The lender has to publish a notice of the foreclosure sale in a newspaper once a week for two consecutive weeks, with the second publication at least five days before the sale. (Fla. Stat. § 45.031).
The process ends with a foreclosure sale. The foreclosure sale must take place 20 to 35 days after the judgment date unless the court order says otherwise. (Fla. Stat. § 45.031). The sale is an auction where the public and lender may bid on the property. The lender usually makes a bid on the property using what’s called a "credit bid" rather than bidding cash. With a credit bid, the lender gets a credit up to the amount of the borrower’s debt. The highest bidder at the sale becomes the new owner of the property.
Sometimes, a foreclosure sale doesn’t bring in enough money to pay off the full amount owed on the loan. The difference between the sale price and the total debt is called a “deficiency balance.” Many states, including Florida, allow the lender to get a personal judgment, called a “deficiency judgment,” for this amount against the borrower.
In Florida, the lender may obtain a deficiency judgment:
The lender has one year to request the judgment. This statute of limitations period begins the day after the court clerk issues a certificate of title to the buyer who purchased the home at the foreclosure sale. (Fla. Stat. § 95-11). Florida law requires the court clerk to promptly file a certificate of sale after the foreclosure sale takes place, so the clerk usually files it within a day or so of the sale. (Fla. Stat. Ann. § 45.031). If no one objects to the sale, the clerk issues the certificate of title ten days after the certificate of sale. (Fla. Stat. § 45.031).
The court has some flexibility when it comes to the deficiency amount, but it can't exceed the difference between the judgment amount and the fair market value in the case of an owner-occupied residential property. (Fla. Stat. § 702.06).
In Florida, the lender, which is usually the high bidder at the foreclosure sale, will typically get a right to possession in the foreclosure judgment. After the clerk files the certificate of title, the lender can then file a motion for a writ of possession. Once the court grants the motion, the clerk of court issues the writ, and the sheriff executes it.
In this article, you’ll find details on foreclosure laws in Florida with citations to statutes so you can learn more. Statutes change, so checking them is always a good idea. How courts and agencies interpret and apply the law can also change. And some rules can even vary within a state. These are just some of the reasons to consult with an attorney if you’re facing a foreclosure.

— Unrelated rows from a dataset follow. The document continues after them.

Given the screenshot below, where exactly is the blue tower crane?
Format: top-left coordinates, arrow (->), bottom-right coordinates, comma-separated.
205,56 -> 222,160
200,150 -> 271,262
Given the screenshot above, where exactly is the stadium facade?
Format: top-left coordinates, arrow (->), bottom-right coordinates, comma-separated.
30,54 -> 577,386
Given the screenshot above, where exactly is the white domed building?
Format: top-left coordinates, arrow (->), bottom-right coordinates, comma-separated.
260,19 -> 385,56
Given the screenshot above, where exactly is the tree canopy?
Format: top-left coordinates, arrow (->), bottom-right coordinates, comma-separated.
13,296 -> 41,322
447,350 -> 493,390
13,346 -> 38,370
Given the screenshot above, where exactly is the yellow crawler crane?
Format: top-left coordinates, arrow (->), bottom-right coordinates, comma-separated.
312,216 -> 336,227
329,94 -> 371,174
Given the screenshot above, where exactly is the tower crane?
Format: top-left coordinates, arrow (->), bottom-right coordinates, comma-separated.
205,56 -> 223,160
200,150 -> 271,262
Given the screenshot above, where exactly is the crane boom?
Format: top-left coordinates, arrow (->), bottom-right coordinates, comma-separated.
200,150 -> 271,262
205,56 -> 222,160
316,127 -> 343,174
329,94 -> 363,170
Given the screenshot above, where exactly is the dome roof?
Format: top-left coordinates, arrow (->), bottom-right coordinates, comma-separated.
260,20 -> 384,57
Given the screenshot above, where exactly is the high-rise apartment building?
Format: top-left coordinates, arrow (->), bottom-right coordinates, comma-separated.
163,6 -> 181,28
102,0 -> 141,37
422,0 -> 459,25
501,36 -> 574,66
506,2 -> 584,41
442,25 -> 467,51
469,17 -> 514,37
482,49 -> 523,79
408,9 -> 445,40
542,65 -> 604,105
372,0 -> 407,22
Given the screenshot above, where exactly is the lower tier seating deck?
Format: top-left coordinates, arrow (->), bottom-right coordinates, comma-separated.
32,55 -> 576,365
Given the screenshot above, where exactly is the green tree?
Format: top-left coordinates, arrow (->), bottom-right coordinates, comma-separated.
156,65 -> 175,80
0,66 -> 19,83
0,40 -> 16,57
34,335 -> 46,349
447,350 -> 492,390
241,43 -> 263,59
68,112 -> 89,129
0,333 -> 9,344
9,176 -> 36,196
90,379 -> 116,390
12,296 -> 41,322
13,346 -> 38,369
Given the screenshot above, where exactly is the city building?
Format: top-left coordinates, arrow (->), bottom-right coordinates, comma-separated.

Also, foreclosure laws are complicated. Servicers and lenders sometimes make errors or forget steps. If you think your servicer or lender failed to complete a required step, made a mistake, or violated state or federal foreclosure laws, you might have a defense that could force a restart to the foreclosure or you might have leverage to work out an alternative. Consider talking to a local foreclosure attorney or legal aid office to learn about your rights. A lawyer can tell you about different ways to avoid foreclosure, too. Likewise, a HUD-approved housing counselor can provide helpful information (at no cost) about various alternatives to foreclosure.